While Ayers and Dohrn may be thought of in Hyde Park as local activists, they’re better known nationally as two of the most notorious – and unrepentant — figures from the violent fringe of the 1960s anti-war movement.
Now, as Obama runs for president, what two guests recall as an unremarkable gathering on the road to a minor elected office stands as a symbol of how swiftly he has risen from the Hyde Park left to a man closing in fast on the Democratic nomination for president....
Obama’s connections to Ayers and Dorhn have been noted in some fleeting news coverage in the past. But the visit by Obama to their home—part of a campaign courtship—reflects more extensive interaction than has previously reported....
The relationship with Ayers gives context to his recent past in Hyde Park politics. It’s milieu in which a former violent radical was a stalwart of the local scene, not especially controversial.
It’s also a scene whose liberal ideological features – while taken for granted by the Chicago press corps that knows Obama best – provides a jarring contrast with Obama’s current, anti-ideological stance. This contrast between past and present—not least the Ayers connection—is virtually certain to be a subject Republican operatives will warm to if Obama is the Democratic nominee.
The tension between the present and recent Chicago past is also evident in some of his positions on major national issues. Many national politicians, including Clinton, have moved toward the center over time. But Obama’s transitions are still quite fresh.
A questionnaire from his 1996 campaign indicated more blanket opposition to the death penalty, and support of abortion rights, than he currently espouses. He spoke in support of single-payer health care as recently as 2003.

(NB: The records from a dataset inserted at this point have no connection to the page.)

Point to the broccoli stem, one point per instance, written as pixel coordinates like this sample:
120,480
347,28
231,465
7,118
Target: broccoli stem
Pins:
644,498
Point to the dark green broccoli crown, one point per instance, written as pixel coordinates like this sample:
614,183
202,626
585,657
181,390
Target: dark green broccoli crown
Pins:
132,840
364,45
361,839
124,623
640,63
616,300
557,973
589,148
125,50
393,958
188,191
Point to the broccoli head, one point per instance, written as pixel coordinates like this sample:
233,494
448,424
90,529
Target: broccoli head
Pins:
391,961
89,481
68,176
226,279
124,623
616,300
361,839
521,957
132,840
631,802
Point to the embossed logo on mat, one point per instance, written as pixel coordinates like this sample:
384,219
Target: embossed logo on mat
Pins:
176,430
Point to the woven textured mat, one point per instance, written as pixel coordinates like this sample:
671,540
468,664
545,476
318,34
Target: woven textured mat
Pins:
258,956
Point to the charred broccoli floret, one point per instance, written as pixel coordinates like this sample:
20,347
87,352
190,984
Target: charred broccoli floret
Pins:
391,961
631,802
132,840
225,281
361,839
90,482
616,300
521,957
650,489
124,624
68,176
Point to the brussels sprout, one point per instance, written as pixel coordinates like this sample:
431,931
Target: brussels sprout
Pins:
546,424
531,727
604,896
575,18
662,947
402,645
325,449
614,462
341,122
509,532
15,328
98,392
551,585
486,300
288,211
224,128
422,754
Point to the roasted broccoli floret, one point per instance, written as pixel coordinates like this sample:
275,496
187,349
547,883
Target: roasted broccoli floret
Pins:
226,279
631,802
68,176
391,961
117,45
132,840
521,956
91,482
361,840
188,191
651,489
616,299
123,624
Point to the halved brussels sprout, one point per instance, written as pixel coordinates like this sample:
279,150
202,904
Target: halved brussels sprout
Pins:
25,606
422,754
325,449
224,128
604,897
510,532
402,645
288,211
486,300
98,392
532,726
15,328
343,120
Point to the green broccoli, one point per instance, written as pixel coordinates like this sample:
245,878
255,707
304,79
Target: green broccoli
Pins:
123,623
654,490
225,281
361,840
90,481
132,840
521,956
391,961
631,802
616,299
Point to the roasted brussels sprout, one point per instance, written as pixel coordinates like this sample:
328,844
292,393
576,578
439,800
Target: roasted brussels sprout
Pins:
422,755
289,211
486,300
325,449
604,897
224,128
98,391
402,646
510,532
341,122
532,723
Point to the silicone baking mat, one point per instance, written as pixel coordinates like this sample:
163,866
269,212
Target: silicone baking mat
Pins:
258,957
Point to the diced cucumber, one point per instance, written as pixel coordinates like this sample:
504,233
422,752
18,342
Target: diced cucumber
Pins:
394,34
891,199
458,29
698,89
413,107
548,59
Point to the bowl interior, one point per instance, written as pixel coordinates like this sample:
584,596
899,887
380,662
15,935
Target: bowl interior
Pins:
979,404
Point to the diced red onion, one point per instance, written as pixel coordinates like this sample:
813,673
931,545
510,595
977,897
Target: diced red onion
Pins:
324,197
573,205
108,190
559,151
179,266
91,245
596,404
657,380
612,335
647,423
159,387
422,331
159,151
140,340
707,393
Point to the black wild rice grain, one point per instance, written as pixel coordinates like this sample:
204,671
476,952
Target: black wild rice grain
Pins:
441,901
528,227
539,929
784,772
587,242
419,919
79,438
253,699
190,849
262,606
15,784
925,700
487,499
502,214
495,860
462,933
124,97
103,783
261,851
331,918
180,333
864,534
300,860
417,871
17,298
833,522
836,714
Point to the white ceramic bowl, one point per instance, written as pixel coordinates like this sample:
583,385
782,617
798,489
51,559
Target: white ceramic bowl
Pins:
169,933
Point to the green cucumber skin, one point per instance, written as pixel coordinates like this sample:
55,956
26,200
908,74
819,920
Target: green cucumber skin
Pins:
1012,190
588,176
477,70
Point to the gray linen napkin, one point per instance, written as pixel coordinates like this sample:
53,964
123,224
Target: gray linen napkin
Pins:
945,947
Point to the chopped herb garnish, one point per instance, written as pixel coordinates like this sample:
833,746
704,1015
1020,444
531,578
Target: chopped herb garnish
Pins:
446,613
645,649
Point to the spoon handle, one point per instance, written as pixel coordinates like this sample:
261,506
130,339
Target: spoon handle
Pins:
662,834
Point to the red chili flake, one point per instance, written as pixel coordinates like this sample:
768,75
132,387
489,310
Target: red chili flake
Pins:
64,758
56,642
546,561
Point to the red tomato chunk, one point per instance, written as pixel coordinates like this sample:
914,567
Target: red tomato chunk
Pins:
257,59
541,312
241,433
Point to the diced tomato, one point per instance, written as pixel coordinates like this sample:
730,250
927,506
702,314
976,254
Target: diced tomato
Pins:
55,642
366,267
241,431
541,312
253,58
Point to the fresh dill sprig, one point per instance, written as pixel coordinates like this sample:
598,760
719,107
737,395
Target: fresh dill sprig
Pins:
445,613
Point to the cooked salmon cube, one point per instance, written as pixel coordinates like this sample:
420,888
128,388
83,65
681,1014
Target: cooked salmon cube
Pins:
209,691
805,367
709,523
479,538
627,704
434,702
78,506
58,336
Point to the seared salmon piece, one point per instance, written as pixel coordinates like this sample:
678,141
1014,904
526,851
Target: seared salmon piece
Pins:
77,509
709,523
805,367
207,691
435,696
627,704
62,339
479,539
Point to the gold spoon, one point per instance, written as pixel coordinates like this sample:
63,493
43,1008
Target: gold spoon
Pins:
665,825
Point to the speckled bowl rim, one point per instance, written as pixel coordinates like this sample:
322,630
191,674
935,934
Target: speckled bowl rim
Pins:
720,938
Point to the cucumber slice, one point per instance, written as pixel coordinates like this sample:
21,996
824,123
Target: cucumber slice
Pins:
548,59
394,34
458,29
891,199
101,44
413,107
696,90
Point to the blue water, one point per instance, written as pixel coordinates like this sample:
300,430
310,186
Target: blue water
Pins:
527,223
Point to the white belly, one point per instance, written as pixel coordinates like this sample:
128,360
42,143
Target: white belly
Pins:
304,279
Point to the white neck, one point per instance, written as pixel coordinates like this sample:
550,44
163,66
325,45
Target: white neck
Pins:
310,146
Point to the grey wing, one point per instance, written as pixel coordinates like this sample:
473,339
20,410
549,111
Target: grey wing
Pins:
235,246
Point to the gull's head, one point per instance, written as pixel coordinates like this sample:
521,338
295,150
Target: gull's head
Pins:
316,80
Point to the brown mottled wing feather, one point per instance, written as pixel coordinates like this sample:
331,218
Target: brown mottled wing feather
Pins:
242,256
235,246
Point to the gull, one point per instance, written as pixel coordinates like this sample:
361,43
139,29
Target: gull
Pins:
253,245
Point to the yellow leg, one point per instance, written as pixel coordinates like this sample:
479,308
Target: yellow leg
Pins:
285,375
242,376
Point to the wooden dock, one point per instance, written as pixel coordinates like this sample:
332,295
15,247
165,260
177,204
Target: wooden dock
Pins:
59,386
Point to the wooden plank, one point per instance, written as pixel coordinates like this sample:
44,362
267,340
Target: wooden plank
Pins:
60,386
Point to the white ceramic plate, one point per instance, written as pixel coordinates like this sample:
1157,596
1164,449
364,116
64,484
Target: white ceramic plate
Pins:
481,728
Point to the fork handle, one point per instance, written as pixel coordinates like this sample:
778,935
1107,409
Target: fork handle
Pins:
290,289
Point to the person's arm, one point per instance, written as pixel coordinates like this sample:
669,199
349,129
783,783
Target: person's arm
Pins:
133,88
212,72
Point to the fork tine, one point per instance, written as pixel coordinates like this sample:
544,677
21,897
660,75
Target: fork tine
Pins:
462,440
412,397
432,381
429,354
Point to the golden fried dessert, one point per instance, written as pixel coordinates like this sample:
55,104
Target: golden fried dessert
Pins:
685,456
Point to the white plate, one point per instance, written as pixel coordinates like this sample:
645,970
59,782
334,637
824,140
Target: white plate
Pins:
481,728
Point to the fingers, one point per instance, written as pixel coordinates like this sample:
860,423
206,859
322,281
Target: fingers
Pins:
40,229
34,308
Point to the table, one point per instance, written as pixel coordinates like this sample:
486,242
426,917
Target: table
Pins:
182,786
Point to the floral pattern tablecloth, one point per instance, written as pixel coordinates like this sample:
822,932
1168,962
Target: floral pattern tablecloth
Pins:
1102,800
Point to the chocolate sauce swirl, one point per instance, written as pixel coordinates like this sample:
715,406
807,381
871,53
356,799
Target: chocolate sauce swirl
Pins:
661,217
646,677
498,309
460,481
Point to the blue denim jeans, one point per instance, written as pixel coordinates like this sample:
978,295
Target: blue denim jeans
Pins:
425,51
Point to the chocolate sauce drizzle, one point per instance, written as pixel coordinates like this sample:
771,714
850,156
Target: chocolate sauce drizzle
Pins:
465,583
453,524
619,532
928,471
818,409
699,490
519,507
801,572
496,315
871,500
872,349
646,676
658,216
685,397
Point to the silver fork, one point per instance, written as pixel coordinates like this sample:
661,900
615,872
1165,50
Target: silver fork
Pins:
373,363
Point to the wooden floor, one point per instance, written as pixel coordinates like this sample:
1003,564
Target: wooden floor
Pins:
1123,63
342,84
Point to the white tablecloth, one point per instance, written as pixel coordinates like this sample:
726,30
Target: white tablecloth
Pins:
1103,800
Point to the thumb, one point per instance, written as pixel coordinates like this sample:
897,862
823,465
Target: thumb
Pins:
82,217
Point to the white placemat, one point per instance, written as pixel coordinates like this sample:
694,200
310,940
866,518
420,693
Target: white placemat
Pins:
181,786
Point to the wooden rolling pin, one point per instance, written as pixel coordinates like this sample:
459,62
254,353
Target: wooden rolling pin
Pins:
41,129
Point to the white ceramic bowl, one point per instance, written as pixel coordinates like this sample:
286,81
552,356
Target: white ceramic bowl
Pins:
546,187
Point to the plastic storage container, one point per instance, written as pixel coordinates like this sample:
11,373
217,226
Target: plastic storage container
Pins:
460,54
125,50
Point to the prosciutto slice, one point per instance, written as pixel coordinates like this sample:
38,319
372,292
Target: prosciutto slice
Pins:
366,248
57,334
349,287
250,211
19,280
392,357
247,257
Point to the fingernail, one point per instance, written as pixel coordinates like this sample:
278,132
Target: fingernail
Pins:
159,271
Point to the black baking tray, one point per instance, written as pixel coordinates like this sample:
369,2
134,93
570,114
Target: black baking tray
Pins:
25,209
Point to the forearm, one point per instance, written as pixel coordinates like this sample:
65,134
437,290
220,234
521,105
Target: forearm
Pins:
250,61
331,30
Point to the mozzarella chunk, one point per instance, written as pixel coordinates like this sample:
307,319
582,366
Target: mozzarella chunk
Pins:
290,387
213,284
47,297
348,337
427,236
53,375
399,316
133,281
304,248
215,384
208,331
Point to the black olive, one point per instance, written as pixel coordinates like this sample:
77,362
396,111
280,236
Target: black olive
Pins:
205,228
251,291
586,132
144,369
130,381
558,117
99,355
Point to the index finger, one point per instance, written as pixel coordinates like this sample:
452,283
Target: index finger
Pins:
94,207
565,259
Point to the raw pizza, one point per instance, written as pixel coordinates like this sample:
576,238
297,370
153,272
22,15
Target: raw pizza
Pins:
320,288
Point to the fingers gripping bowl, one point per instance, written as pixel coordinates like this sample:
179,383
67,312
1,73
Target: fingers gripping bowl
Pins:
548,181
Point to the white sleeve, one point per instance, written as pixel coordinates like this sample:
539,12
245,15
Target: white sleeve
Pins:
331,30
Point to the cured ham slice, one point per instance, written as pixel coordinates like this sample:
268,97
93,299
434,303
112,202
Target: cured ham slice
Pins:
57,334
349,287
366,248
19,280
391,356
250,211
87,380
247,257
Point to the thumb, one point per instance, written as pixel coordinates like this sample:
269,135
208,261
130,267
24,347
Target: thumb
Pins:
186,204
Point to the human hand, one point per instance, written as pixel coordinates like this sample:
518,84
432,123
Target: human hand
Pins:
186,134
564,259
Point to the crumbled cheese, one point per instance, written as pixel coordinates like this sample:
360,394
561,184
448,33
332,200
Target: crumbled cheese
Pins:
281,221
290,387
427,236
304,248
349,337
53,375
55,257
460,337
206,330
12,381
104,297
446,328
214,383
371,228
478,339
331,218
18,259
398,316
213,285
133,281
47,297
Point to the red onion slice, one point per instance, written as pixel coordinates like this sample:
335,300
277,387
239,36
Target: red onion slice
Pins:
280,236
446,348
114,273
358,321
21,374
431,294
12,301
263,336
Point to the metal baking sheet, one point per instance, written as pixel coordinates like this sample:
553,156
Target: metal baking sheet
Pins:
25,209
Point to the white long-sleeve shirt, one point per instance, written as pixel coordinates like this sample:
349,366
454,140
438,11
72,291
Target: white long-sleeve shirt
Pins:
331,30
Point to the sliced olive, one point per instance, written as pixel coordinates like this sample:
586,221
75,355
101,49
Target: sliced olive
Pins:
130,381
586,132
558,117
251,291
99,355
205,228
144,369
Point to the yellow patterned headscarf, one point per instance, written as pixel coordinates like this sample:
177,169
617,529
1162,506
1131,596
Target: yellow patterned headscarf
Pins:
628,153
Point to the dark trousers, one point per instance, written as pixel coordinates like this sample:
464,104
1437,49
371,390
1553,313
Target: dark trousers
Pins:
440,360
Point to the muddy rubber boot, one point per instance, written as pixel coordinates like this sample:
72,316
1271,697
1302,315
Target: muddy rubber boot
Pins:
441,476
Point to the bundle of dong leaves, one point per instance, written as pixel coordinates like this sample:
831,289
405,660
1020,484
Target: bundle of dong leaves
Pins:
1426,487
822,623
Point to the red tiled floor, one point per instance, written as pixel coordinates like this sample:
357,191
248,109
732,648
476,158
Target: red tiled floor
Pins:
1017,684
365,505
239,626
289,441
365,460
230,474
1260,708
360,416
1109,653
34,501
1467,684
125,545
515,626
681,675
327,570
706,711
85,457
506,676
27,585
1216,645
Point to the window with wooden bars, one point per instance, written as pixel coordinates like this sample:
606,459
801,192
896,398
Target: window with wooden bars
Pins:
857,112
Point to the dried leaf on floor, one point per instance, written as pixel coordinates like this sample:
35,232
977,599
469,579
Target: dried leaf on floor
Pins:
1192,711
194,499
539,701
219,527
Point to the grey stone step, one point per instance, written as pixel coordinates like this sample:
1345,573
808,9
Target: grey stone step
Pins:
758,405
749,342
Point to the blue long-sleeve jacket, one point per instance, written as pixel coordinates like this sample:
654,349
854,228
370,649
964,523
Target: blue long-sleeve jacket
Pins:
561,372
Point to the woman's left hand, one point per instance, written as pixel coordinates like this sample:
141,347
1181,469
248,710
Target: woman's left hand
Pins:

Like many of the most extreme figures from the 1960s Ayers and Dohrn are ambiguous figures in American life.
They disappeared in 1970, after a bomb – designed to kill army officers in New Jersey — accidentally destroyed a Greenwich Village townhouse, and turned themselves into authorities in 1980. They were never prosecuted for their involvement with the 25 bombings the Weather Underground claimed; charges were dropped because of improper FBI surveillance.
Both have written and spoken at length about their pasts, and today he is an advocate for progressive education and a professor at the University of Illinois at Chicago; she’s an associate professor of law at Northwestern University.
But – unlike some other fringe figures of the era — they’re also flatly unrepentant about the bombings they committed in the name of ending the war, defending them on the grounds that they killed no one, except, accidentally, their own members.
The Obama campaign needs to make a national campaign address disavowing his past ties to domestic radicals, as well as his campaign's recent controversy surrounding the displays of Che Guevara paraphernalia within the Obama organization.
This is not likely to happen, as the Obama campaign, amid a hot primary, doesn't want to anger the antiwar base, a constituency perfectly in tune with the Obama organization's anti-American proclivities.